Jiangjun: General (military rank). Specifically Wen Juncai. He is also Shifu for certain proteges, and shixiong for Wen Andu.
Others:
Dimo is the thin reed membrane that goes inside a dizi, a traditional horizontal flute, in order to give it the characteristic buzz of the instrument.
A matong is a Chinese version of a chamber pot. Yes, I looked this up for the Time Charm series, and now know much more than I ever wanted to about ancient practices regarding “night soil”.
Shichen: 2 hours
Half a shichen: 1 hour
Shimo is graphite, which can be used in inkmaking. Graphite is conductive—you can draw circuits with it.
Siheyuan is a traditional home design for extended families, built around courtyards. https://en.wikipedia.org/wiki/Siheyuan If I say house, think the Jingshi. If I say siheyuan, think something quite a bit larger, with one or more courtyards in the middle. If I say cottage or hut, it’s probably just one or two rooms, and not spacious, no courtyard.
Reminder that Zi Zhizhu is Yu Ziyuan’s title: Violet Spider.
Wei Chanyu— Mo Xuanyu’s femme alterego
Qishan Wen
Wen Andu (安都): Wen Ruohan’s distant cousin, age about 41. A general, but not the top one.

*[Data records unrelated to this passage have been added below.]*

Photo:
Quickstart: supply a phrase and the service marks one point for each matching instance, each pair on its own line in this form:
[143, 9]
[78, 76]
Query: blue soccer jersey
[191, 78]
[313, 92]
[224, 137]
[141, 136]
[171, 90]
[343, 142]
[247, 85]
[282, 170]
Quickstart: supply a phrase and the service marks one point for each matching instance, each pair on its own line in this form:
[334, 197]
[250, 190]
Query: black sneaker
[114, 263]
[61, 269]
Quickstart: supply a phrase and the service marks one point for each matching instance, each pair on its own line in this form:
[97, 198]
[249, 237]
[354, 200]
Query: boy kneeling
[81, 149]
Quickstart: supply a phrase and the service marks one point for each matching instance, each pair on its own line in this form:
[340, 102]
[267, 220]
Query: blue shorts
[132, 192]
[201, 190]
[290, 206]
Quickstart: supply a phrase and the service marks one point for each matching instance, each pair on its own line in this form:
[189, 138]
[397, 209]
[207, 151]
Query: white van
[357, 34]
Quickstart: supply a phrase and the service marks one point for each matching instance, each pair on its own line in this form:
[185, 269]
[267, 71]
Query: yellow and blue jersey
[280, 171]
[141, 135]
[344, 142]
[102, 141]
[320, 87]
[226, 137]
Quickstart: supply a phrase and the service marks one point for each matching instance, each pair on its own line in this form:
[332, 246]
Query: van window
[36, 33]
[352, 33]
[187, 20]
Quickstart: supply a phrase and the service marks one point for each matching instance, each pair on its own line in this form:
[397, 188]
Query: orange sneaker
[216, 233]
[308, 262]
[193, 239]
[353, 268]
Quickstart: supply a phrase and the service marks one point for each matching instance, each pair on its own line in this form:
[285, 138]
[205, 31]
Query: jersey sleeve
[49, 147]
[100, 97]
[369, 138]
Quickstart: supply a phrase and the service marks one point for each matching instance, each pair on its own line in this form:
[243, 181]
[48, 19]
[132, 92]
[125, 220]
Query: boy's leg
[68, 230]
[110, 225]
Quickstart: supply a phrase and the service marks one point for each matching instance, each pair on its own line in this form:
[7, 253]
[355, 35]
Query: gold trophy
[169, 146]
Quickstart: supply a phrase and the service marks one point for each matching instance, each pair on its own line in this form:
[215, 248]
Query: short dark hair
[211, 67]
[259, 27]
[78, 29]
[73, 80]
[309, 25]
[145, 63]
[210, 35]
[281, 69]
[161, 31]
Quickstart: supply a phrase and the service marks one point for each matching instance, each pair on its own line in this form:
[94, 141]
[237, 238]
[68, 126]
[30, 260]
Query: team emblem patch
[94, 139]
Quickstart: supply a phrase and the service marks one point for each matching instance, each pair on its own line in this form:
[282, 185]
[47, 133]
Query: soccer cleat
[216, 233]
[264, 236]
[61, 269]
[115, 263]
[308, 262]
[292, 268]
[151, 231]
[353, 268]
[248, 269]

Wen Sengbian (僧辯), courtesy Juncai (君才): Born with another surname, was awarded the Wen surname and the courtesy name by Wen Ruohan when he was pegged for top general. Age 43 (i.e. Lan Qiren’s cohort)
Fa Xingjian (兴建): Age 35, Wen Juncai’s second.
Cui(崔) Huoshan (火山)— resident vulcanologist in Qishan.
Wen Ruochen (若晨) — (is not alive, but is the father of Wen Ruohan and is Wen Qing’s great-grandfather.)
Wen Ruoshen— Wen Ruohan’s older brother, Wen Rhochen’s first son, Wen Qing’s grandfather. Also dead.
Dafan Wen
Tang Mingxi (明喜) — 25
Wen Zemin (泽民) is Wen Qing and Wen Ning’s father. His father, Wen Ruoshen (若神) was Wen Ruohan’s older brother, but when Wen Zemin married out into the Dafan Wen, and Wen Ruoshen was about to take a new wife to ensure his lineage within the Qishan Wen, Ruoshen died in a mysterious hunting accident, and Wen Ruohan became heir. Wen Ruochen died a few years later. Did Wen Ruohan consider Wen Zemin a threat? Not really. Was he upset when his nephew died? Not in the least.
Wen Juan— Wen Yuan’s older sister
Fa Meili— One of the Dafan women (Probably a cousin of Fa Xingjian, but it will never come up.)
Gusu Lan
Lan Yunru is one of the Lan disciples and is Mo Xuanyu’s age.
Lan Kaishen (mentioned only) is Qingheng-Jun and Lan Qiren’s uncle, their shufu, father’s younger brother, and the biological father of Lan Xichen.
Meishan Yu:
Tianzumu: Literally God-grandmother, but technically Chinese for great-great-great grandmother. Spoiler: She’s technically Yu Ziyuan’s great-great-grandmother, and Wei Ying’s, Jiang Yanli’s and Jiang Wanyin’s great-great-great grandmother, but everyone has called her Tianzumu for at least fifty years because she had a number of children over the course of a number of years and her eldest and youngest were some 50 years apart, and she has midwifed so many of her descendants that she’s honestly stopped keeping close track, especially on the descendants born to girls who married out. She is neither a Yu or a Jiang, but has been living in Meishan for longer than anyone else can remember, and has not given her full name in at least 70 years.
Did I randomly name a few of my OCs after ancient Chinese generals? Yes. Kinda. There are some amorphous backstories in my head about Wen Andu and Wen Juncai. For example, Wen Juncai was given the Wen surname as a reward, he wasn’t born with it.